А, все равно! Пусть никто не поймет. Моя любовь слишком чиста, я не нуждаюсь в том, чтобы ее понимали. Да, да, моя любовь не настолько низменна. Отныне моим уделом будет всеобщая ненависть. Но перед беспредельностью моей любви не имеют ровно никакого значения наказания, даже адский огонь не страшит меня. Я пройду по уготованному мне пути. Непреклонность моего решения приводит меня в ужас, но я не отступлю.
Итак, стараясь ничем не выдать себя, я ждал удобного случая. Наконец настал день праздника Пасхи. Мы, двенадцать учеников, решили снять темную комнату на втором этаже старого дома на вершине холма и устроить там праздничную вечерю. И вот все уже сели за стол и собирались приступить к трапезе, как вдруг Он встал и начал молча снимать верхнюю одежду. Все смотрели на Него в недоумении, а Он взял со стола кувшин, влил воды в умывальницу и, препоясавшись полотенцем, начал умывать ноги ученикам своим. Не понимая, в чем дело, они не знали, куда деваться от смущения, но я догадался, какие мысли мучили Его в ту минуту: Он страдал от собственного одиночества. Он настолько пал духом, что готов был цепляться даже за своих невежественных и глупых учеников. Какая жалость! Он знал, что готовит Ему судьба, и понимал, что конец неотвратим.
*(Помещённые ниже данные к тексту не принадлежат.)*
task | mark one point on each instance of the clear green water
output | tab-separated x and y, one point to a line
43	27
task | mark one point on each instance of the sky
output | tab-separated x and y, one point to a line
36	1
Я смотрел на Него и вдруг почувствовал, что рыдания подступают к горлу. Мне захотелось обнять Его и заплакать вместе с Ним:
«Мне жаль Тебя! Разве заслуживаешь Ты этой кары? Ты всегда был так добр, так справедлив. Всегда был на стороне бедняков. Ты и вправду Сын Божий. Я знаю это. Прости меня. Ведь я хочу продать Тебя и эти два дня только жду удобного случая. Но теперь, теперь я ненавижу себя за это. Продать Тебя — и как мне только в голову могла прийти такая ужасная мысль! Успокойся. Пусть даже придут сюда пятьсот служителей и тысяча воинов, им не позволят коснуться Тебя пальцем. Тебя сейчас выслеживают. Будь осторожен. Надо немедленно бежать отсюда. Подойди, Петр, подойди, Иаков, и ты, Иоанн, тоже, все подойдите. Защитим нашего доброго Господина, пусть живет Он до глубокой старости».